The process was chic and civilized, so routine and stripped of embarrassment—not like the desperate, demeaning groveling that my father undertook when he wanted to get high, scrounging
from door to door and dealer to dealer, scrambling to find the cheapest, most isolated place where he could light himself up in private. It was a damn shame when that delivery service stopped returning my pages, for reasons I never found out. (Whom do you call for customer service?) But my supply problems were quickly rectified: I started buying from a friend’s roommate, a flabby ex–frat boy who liked to walk the apartment bare-chested in backward-turned baseball caps and boxers that barely constrained his hairy belly. He was gregarious, fond of high-fiving people for any occasion, and never worked at a day job or stopped watching his big-screen TV long enough to leave his apartment. He was always available, willing to entertain at all hours, and, for a price, provide access to a metal cookie container in which he kept his entire inventory: plastic bags full of marijuana and crumpled chunks of aluminum foil that contained something else.

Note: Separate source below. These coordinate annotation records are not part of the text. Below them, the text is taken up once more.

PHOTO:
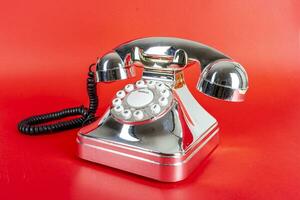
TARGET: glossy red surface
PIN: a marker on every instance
(46, 47)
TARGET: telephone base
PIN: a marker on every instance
(167, 149)
(162, 167)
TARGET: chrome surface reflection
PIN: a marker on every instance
(224, 79)
(111, 68)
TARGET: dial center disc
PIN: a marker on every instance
(140, 98)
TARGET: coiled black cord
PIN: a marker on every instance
(32, 125)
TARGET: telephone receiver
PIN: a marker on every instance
(153, 127)
(221, 77)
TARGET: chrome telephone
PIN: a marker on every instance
(153, 127)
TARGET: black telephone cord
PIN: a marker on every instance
(33, 125)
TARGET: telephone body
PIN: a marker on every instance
(155, 127)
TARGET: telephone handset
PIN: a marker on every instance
(153, 127)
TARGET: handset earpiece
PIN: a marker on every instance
(111, 67)
(225, 80)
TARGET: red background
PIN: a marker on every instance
(46, 46)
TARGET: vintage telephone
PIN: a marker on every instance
(154, 127)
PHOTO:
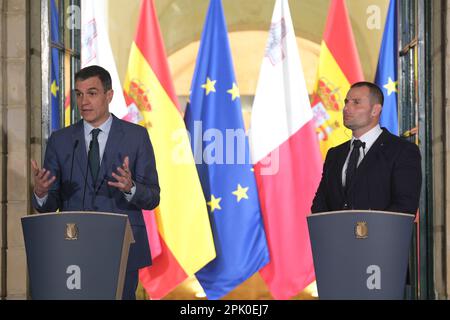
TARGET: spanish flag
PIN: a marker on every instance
(339, 67)
(182, 216)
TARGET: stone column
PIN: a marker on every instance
(14, 122)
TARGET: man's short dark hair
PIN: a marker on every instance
(95, 71)
(376, 95)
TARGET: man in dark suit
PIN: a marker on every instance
(379, 171)
(101, 163)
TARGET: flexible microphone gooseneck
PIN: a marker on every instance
(75, 145)
(86, 173)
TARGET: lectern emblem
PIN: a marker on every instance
(71, 231)
(361, 230)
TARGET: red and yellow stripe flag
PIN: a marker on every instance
(182, 216)
(339, 67)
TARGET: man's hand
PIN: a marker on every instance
(123, 177)
(42, 180)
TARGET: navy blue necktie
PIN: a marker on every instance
(353, 162)
(94, 154)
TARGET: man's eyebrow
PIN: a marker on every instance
(89, 89)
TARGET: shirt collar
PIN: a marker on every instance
(104, 127)
(370, 136)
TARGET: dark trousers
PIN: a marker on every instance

One afternoon, in the course of a typical transaction, I impulsively told him that in addition to my customary bag of weed, I would also like to purchase one of the foil chunks. He slapped me five as he pressed one into my palm, and I hurriedly stuffed it in my pocket. After hastening home to my empty apartment, I laid out my purchases on the dinner table and tore into the foil as if a suffocating child were trapped inside it. Its contents were slightly different than I expected: not a pile of white power but a small chunk of solid cocaine.
I looked at it for a while, unable to unlock its mysteries or extract its narcotic properties with only my eyes. Was I supposed to smoke it? Was I meant to shove the whole thing up my nose and wait for it to take effect? Should I just leave it on the mantel as a conversation piece, to prove to houseguests that I owned a small chunk of cocaine? It was supposed to be a totem of the adult
experiences I was allowed to partake in, and instead, it sat there mocking me: the hardest controlled substance I had ever purchased, and I had no idea how to use it.